El Fáctico

Donde las derrotas no se leen a pie de página.

El individualismo neoliberal como empoderamiento feminista

Hay una coincidencia fundamental entre el (neo)liberalismo y el feminismo posmoderno

Si ambos, de derecha a izquierda, consideran que la regulación de la prostitución como de los vientres de alquiler pueden “empoderar a las mujeres” en la sociedad de mercado es porque comparten un antropologismo social: la idea del individuo (o concretamente de la mujer) que puede y debe enfrentarse sola al mundo.

Esta valorización de la autonomía individual es la misma que acompaña al discurso de la meritocracia. Así, tanto neoliberales como posmodernas, comparten el rechazo a las instituciones colectivas, caracterizadas como paternalistas, condescendientes y coercitivas. La oda al individualismo y a la “supermujer empoderada” se empapa del discurso del “trabajo sexual” que no admite ni víctimas ni vulnerabilidades ni opresiones estructurales, como nos dice Raquel Rosario Sánchez. “(Papá) Estado” condenaría a las subalternas al servilismo, sería la verdadera traba para una igualdad real ya que imposibilitaría la demostración del potencial oculto en el sí de las sujetas.

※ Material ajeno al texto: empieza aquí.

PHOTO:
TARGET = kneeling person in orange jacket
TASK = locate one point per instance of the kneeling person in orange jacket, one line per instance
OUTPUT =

Partiendo de la idea rousseauniana de que toda protección implica dependencia y subyugación, se termina desestimando la participación de una institución heterónoma y “disciplinaria” (como si las fuerzas del mercado fueran objetos vacíos de intencionalidad) que combata la prostitución, los vientres de alquiler y la pornografía (Butler y Brown junto a otras feministas de la tercera ola son muy claras en este punto) como vectores de la violencia hacia las mujeres (tal y como siempre han reclamado las feministas radicales) pues las “desempoderaría”. La idea subyacente, como esgrimen también las liberales, es que las mujeres pueden espabilarse solas y que están aquí para demostrar que no son menos que nadie, que no son víctimas en un mundo que estigmatiza la incapacidad y la pasividad, y que por lo tanto no necesitan ningún tipo de ayuda exterior. Y si las mujeres que acceden al mercado prostitucional, por ejemplo, son mujeres empoderadas entonces ¿por qué estar hablando de opresiones, de abusos o hacer análisis sistemáticos y estructurales de la dominación patriarcal?

La ética corporativa y la posmoderna coinciden en su neoidealismo y ultrasubjetivismo. Ya sea el “emprendedor” o la sujeta subalterna, ésta tendría una autonomía de la subjetividad que le permitiría diluir las constricciones materiales y sociales del patriarcado o del capitalismo para escapar de su “destino social“.

La batalla que libraron las corrientes posmodernas contra el estructuralismo o el marxismo ortodoxo, por su supuesto determinismo, llevó a una parte de la izquierda y a un cierto feminismo a asumir posiciones populistas, es decir de acuerdo con Passeron, posiciones que exageran e idealizan la capacidad de autonomía y resistencia de las clases (raciales, sociales o sexuales) dominadas.

En definitiva el orden social se tambalea con esta “nueva izquierda”, que legitima toda dominación, pues en el fondo en cada proceso de mercantilización-mercancía hay “formas de resistencia” que la vieja izquierda no había visto: las prostitutas que utilizarían “su poder sobre los hombres”, que ganarían más dinero con esta actividad y que tendrían un supuesto “control” sobre el “capital erótico”; las pobres que bailan reggaetón y su cuerpo es lo único que nadie “les arrebatará”; el trap como meta-manifestación de un orgullo de barrio perdido; OT como el espacio televisivo más peleón contra el heteropatriarcado, etc. Cierta izquierda posmoderna y nacional-populista condena a la gente a que sigan siendo peones y esclavas de por vida. Que nadie intervenga, no sea que las mujeres pobres terminen más desempoderadas por culpa de las malditas paternalistas y moralistas.